IV.
Jews and Christians share the same faith in God: their God is not the neo-platonic One, deprived of all characteristics, or the supreme being of the Enlightenment. God is not an unreachable ruler of the heavens: He is the God of the Covenant, the God of dialogue who bends down, who turns to men as friends, speaking to them and with them. He loves his people and humankind, and He remains faithful to his love despite all human failures. He reaches out towards men, is committed in their history and listens to their cries and suffering, especially to the poor and the oppressed. He is a sympathetic and empathetic God, a God who shares in suffering, but is not overwhelmed by it and remains the sovereign God of history, guiding everything and leading everything towards his final Kingdom. He lives both in heaven and among us human beings.
I do not want to raise the question whether the doctrine of condescendence and inhabitation of God in his Shekhina has parallels with the Christological and Trinitarian doctrines – two doctrines traditionally dividing Jews and Christians. It is more important for me to note that apparently these differences are not so extreme as to prevent us from bearing common witness to the God of the Covenant. Such common witness is particularly urgent in today’s world – a world that has become secular and profane, and often doubts the sense of life and history. It is our common task and mission to help people find sense, courage, and hope.
To share the same idea of God means to share the same idea of men as partners of God in his Covenant. Jews and Christians believe that God created man in his own image after his likeness (Gen 1,28). The Bible affirms the sanctity and inviolable dignity of the human being – of every human being regardless of his or her cultural, national, religious or sexual belonging. At that time, this was a revolutionary affirmation, a breakthrough going beyond all cultural, national, religious and sexual limits, demarcations, exclusions, marginalisations, prejudices and enmities.

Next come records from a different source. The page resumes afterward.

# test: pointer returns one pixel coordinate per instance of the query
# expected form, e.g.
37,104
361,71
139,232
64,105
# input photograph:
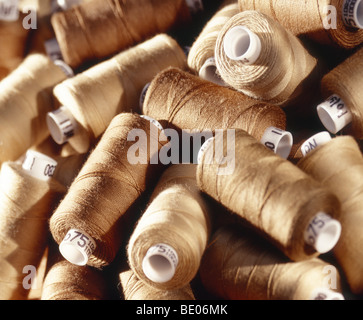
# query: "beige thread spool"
257,56
134,289
89,222
306,18
337,163
91,99
278,199
201,55
342,88
25,98
239,265
168,241
95,30
27,197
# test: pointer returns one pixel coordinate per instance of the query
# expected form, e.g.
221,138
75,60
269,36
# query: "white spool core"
242,44
353,13
323,232
39,165
77,247
208,71
159,263
326,294
279,141
61,124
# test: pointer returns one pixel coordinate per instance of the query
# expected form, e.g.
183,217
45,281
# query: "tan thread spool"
27,203
338,165
168,241
95,30
26,97
180,100
135,289
306,18
99,201
95,96
201,55
239,265
342,89
270,193
66,281
257,56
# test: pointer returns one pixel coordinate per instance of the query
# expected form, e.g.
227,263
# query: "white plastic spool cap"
39,165
208,71
315,141
279,141
159,263
334,114
240,43
61,124
323,232
77,247
353,13
326,294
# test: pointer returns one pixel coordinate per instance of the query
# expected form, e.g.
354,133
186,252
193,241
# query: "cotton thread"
95,30
26,97
277,72
239,265
178,218
310,19
338,165
98,94
270,193
180,100
99,201
23,225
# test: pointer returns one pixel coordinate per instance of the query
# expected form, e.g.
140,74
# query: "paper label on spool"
9,10
77,246
39,165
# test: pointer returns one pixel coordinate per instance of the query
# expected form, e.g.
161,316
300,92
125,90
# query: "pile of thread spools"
181,150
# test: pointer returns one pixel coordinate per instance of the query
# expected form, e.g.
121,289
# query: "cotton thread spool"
239,265
257,56
312,19
338,165
201,55
66,281
260,190
180,100
344,98
88,224
168,242
24,222
95,30
91,99
26,97
135,289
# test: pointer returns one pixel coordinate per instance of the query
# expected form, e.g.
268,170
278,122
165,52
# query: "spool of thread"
91,99
344,98
89,222
168,241
26,97
337,163
95,30
279,200
180,100
27,197
316,19
239,265
135,289
201,55
66,281
257,56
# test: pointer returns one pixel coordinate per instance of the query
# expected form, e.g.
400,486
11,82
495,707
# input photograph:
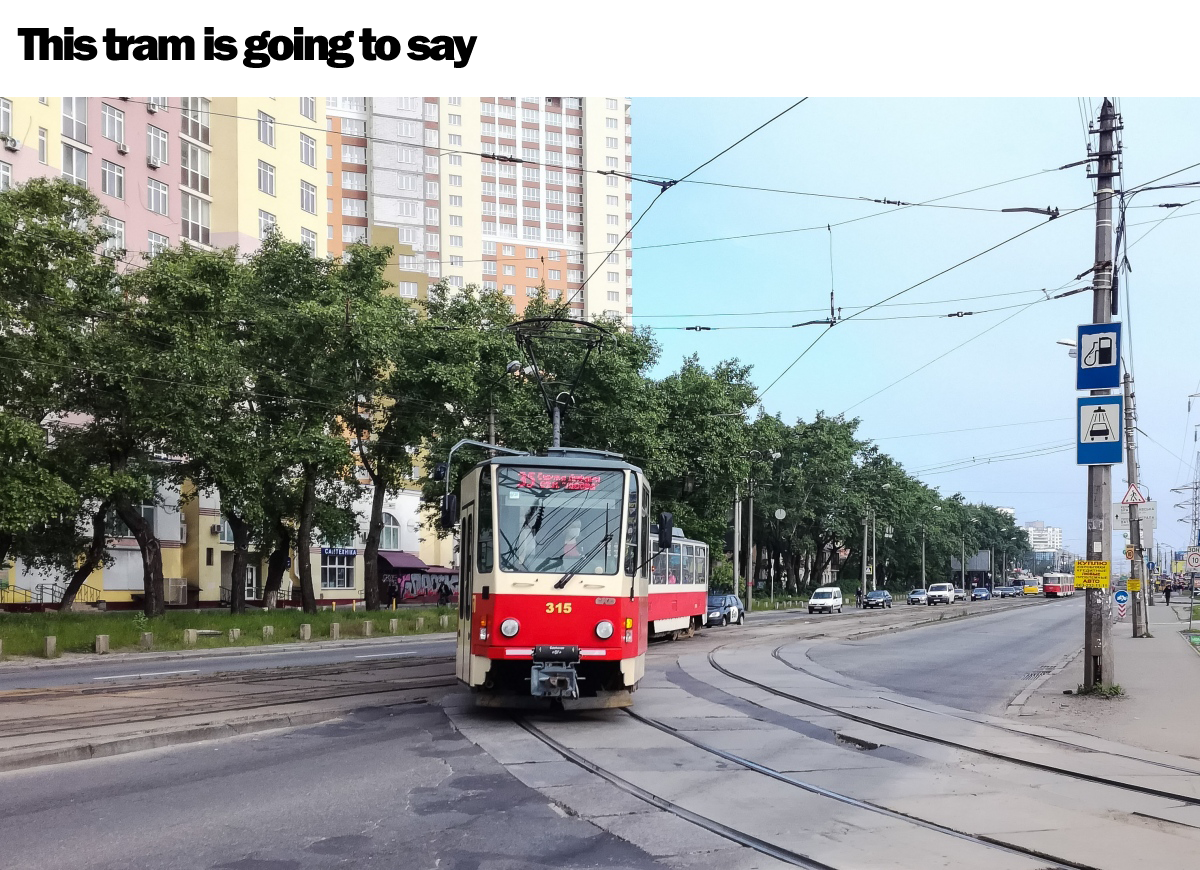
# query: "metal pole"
1098,661
1137,573
737,534
750,553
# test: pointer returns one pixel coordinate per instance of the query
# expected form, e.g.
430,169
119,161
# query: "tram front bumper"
553,672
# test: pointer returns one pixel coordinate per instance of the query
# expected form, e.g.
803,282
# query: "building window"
196,220
115,241
75,118
193,167
75,165
309,197
156,243
307,150
267,178
112,124
336,571
112,179
195,113
156,145
157,197
265,129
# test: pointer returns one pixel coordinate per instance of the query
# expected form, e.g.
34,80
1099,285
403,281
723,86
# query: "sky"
1007,383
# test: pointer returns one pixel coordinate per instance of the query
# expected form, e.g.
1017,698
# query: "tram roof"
565,457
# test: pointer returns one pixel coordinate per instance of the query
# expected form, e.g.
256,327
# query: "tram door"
466,577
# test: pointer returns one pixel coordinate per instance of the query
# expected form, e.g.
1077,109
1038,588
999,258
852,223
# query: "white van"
827,598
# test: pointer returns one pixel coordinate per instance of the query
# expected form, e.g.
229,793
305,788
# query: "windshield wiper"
575,569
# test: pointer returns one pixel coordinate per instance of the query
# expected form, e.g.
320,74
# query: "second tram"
678,588
555,553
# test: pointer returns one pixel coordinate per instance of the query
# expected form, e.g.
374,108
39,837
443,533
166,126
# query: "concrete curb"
281,648
18,760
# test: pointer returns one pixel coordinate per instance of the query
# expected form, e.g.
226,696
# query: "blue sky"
915,150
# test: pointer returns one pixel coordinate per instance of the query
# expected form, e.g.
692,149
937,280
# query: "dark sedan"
880,598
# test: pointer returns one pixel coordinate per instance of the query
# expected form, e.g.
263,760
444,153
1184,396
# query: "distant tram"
1059,585
678,587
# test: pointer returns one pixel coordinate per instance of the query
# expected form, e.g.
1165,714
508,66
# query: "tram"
678,587
555,553
1059,585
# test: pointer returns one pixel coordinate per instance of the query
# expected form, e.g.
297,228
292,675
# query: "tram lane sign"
1098,357
1099,424
1093,574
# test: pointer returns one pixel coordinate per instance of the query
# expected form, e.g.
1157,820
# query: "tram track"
755,843
960,745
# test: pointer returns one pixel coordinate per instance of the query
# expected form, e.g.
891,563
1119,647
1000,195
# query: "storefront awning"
402,563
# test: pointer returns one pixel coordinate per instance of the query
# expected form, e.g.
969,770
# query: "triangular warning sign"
1133,496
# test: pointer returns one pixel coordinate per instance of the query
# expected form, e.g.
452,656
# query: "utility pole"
1098,659
1137,565
750,553
737,534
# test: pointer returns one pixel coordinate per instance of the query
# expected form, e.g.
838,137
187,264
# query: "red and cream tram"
678,588
1057,585
555,574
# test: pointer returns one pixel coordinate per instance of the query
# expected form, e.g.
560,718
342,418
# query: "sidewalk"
1159,678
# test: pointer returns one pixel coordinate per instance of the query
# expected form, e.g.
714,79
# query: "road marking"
156,673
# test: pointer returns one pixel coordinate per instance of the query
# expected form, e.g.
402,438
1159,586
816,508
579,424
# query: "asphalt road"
977,664
135,666
390,787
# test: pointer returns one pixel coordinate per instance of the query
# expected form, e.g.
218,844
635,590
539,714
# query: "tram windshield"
553,520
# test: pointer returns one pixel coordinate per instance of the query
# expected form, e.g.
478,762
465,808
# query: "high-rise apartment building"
511,193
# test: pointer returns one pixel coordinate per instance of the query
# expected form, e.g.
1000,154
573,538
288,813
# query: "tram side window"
484,508
631,551
659,573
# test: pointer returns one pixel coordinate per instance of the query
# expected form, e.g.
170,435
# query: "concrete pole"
1137,565
750,553
1099,665
737,534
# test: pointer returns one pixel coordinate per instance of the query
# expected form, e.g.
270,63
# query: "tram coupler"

The universalistic biblical view is one of the very sources and foundations of modern theory and policy of human rights. This common heritage confers a common responsibility to Jews and Christians for the defence and promotion of human rights and of human life in the world, and this is – I am convinced – the best we can do for peace and freedom in the world. Against all nationalistic narrowness, ideological manipulation and materialistic depreciation of the person, we must insist on the dignity and greatness of the human being. We must stand against the immoralities and idolatries harming and degrading human dignity. Likewise, our common belief in creation can become an important contemporary message both in environmental and bio-ethical issues.
The Bible and both our religious traditions do not abandon us with this question. They speak of hope due to salvation. I am aware that, when it comes to salvation, this is a very delicate point for our dialogue, touching the deepest difference between the Jewish and Christian faiths. The cross, which is the sign of salvation for Christians, is a scandal for Jews; this is often used as an accusation against them. The Second Vatican Council opposed explicitly such wrong but long lasting interpretations and incriminations, stating that the cross has to be preached as a sign of reconciliation between Jews and Gentiles and as a sign of God’s universal love for all – Christians and Jews.
Deep and fundamental differences remain. Yet despite all remaining differences, we meet here for our common mission: to pronounce the promise of salvation and to bear witness to hope before the eyes of the world, to encourage people and show that there is a meaning to life. Moreover, we can offer the path to true happiness in life through the way of the Torah, the Ten Commandments, which, the Bible instructs, are not to be seen as burdens and limitations but as guides and signposts to happiness and fullness of life.
Recent developments in scientific and technological progress have raised new and difficult ethical questions. As Jews and Christians, we have been entrusted with an immense human, religious and ethical potential against the great destructive capacity of our world – a potential which can help to build a new civilisation of life. We have therefore a common responsibility for the future, in the new century and the new millennium, for the next generation and our young people. We should not only cast our glance backwards to the sorrowful moments of our history; today we are called to look forward and to initiate a new common history for the good of all. This is our common challenge today.
Let me now come to some very short concluding remarks. It is my deep conviction that we have embarked upon a new phase of our relationship. In the book of our common history, a new page has been opened. In our current situation, we can no longer afford to be estranged or inimical. As difficult as it may be, we must build bridges between us or, better, we must dare to walk on bridges that have existed as long as we have existed as Jews and Christians.
As sons and inheritors of our common father Abraham, we must set off and set our sights far ahead. May God bless our beginning so that we never lose faith in one another and never lose the hope He bestows upon us.